New black hole discovered in Milky Way galaxy by NASA’s Swift

     NASA’s Swift satellite has found evidence of the presence of a previously unknown stellar-mass black hole in our Milky Way galaxy. The satellite recently detected a rising tide of high-energy X-rays from a source toward the centre of our galaxy. The outburst, produced by a rare X-ray nova, announced the presence of a new black hole.

“Bright X-ray novae are so rare that they’re essentially once-a-mission events and this is the first one Swift has seen. This is really something we’ve been waiting for,” said Neil Gehrels, the mission’s principal investigator, at NASA’s Goddard Space Flight Center in Greenbelt, Md. An X-ray nova is a short-lived X-ray source that appears suddenly, reaches its emission peak in a few days and then fades out over a period of months. The outburst arises when a torrent of stored gas suddenly rushes toward one of the most compact objects known, either a neutron star or a black hole. The rapidly brightening source triggered Swift’s Burst Alert Telescope twice on the morning of Sept. 16, and once again the next day. Named Swift J1745-26 after the coordinates of its sky position, the nova is located a few degrees from the center of our galaxy toward the constellation Sagittarius.

While astronomers do not know its precise distance, they think the object resides about 20,000 to 30,000 light-years away in the galaxy’s inner region. Ground-based observatories detected infrared and radio emissions, but thick clouds of obscuring dust have prevented astronomers from catching Swift J1745-26 in visible light.

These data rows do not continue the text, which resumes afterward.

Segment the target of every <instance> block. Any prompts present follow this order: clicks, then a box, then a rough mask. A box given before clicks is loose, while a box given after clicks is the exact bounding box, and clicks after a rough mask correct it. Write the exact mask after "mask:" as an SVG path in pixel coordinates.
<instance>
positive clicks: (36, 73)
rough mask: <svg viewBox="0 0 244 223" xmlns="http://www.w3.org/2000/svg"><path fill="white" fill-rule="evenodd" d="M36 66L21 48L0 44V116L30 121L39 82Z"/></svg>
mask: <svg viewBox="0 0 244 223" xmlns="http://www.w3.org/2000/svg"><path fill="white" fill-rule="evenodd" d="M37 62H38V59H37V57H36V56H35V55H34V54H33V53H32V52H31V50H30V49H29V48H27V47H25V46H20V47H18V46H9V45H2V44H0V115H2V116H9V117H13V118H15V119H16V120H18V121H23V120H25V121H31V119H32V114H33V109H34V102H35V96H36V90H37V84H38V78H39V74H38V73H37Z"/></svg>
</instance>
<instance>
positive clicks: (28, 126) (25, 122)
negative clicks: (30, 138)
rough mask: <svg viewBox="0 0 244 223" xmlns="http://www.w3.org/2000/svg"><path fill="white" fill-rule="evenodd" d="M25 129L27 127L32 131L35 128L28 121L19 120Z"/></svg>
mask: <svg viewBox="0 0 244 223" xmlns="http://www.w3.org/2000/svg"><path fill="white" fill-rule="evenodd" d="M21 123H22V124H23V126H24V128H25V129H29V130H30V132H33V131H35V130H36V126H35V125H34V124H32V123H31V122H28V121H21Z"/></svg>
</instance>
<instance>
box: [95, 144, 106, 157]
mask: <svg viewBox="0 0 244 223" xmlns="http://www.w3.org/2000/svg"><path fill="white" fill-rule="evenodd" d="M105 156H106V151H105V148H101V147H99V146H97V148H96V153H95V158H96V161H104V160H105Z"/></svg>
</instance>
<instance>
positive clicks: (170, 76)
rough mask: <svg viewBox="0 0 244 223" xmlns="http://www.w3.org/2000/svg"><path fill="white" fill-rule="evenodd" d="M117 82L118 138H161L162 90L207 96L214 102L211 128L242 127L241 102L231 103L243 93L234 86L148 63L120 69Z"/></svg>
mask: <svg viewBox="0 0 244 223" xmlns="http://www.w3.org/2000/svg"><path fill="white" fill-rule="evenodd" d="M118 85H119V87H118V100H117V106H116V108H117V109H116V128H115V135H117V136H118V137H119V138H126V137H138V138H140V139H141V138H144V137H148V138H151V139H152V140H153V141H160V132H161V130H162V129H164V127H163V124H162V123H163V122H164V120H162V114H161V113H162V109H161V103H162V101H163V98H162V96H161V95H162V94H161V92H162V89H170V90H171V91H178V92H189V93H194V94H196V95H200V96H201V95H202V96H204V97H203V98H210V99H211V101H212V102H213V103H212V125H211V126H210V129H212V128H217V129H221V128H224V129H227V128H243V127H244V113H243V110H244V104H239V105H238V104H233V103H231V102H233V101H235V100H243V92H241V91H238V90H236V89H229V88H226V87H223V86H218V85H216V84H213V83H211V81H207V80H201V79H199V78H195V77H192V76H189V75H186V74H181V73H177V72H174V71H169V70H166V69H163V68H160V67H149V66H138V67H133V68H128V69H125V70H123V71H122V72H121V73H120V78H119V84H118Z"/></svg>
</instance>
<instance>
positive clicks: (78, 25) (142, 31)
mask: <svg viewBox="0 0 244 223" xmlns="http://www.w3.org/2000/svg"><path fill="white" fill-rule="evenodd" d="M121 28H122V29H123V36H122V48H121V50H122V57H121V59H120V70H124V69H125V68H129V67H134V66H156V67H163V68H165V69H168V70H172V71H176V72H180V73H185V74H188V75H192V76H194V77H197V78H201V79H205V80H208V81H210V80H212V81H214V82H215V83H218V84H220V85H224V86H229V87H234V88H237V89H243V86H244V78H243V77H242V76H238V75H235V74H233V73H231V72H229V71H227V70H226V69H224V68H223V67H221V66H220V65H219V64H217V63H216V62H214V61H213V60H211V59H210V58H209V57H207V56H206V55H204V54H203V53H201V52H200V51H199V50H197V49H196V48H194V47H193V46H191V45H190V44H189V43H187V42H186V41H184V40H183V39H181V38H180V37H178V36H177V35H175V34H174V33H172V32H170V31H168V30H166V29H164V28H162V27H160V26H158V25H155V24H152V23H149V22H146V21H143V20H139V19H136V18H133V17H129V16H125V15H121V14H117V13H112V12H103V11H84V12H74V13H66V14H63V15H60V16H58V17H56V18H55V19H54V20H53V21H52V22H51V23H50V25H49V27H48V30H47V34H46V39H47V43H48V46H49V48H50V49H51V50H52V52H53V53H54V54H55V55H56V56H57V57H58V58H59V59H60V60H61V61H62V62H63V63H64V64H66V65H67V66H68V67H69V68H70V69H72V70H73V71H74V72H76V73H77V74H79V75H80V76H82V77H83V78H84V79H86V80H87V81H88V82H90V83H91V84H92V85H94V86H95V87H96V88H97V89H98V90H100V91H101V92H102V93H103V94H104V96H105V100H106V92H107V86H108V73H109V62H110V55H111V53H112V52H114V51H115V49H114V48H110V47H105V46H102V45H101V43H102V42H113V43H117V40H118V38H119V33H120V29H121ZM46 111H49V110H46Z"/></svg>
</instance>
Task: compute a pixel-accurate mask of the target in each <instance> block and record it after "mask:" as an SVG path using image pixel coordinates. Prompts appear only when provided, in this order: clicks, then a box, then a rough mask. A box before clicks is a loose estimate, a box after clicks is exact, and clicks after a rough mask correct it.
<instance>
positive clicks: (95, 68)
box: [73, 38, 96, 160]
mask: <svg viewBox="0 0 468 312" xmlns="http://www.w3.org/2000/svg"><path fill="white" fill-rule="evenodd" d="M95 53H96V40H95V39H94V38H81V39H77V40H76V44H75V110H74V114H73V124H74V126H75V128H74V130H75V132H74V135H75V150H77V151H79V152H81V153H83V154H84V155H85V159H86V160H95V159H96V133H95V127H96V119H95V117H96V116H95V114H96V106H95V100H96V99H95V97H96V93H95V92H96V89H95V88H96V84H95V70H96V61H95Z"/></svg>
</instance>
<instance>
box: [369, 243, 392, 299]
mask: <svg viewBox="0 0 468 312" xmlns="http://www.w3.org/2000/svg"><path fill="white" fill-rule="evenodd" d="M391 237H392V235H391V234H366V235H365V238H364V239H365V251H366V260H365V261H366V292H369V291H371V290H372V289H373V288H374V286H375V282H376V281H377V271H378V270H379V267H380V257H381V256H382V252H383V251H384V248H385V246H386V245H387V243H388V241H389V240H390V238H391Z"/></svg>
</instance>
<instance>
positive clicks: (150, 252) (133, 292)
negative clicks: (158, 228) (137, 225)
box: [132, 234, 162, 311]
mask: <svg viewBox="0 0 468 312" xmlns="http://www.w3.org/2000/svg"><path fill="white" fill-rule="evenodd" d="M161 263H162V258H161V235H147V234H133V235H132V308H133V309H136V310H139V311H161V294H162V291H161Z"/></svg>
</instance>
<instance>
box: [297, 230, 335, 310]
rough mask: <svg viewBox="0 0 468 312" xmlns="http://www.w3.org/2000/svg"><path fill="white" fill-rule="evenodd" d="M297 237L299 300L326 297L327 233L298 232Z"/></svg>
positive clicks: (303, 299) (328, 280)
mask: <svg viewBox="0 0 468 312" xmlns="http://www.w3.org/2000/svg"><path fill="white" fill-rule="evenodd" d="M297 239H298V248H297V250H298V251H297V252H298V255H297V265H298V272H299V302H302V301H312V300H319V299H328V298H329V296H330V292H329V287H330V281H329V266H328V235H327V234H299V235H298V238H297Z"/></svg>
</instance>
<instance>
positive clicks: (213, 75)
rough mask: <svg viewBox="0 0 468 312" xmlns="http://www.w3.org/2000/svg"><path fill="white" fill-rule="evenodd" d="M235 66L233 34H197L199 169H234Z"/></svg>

The nova peaked in hard X-rays - energies above 10,000 electron volts, or several thousand times that of visible light - on Sept. 18, when it reached an intensity equivalent to that of the famous Crab Nebula, a supernova remnant that serves as a calibration target for high-energy observatories and is considered one of the brightest sources beyond the solar system at these energies. Even as it dimmed at higher energies, the nova brightened in the lower-energy, or softer, emissions detected by Swift’s X-ray Telescope, a behavior typical of X-ray novae. By Wednesday, Swift J1745-26 was 30 times brighter in soft X-rays than when it was discovered and it continued to brighten. “The pattern we’re seeing is observed in X-ray novae where the central object is a black hole. Once the X-rays fade away, we hope to measure its mass and confirm its black hole status,” said Boris Sbarufatti, an astrophysicist at Brera Observatory in Milan, Italy, who currently is working with other Swift team members at Penn State in University Park, Pa.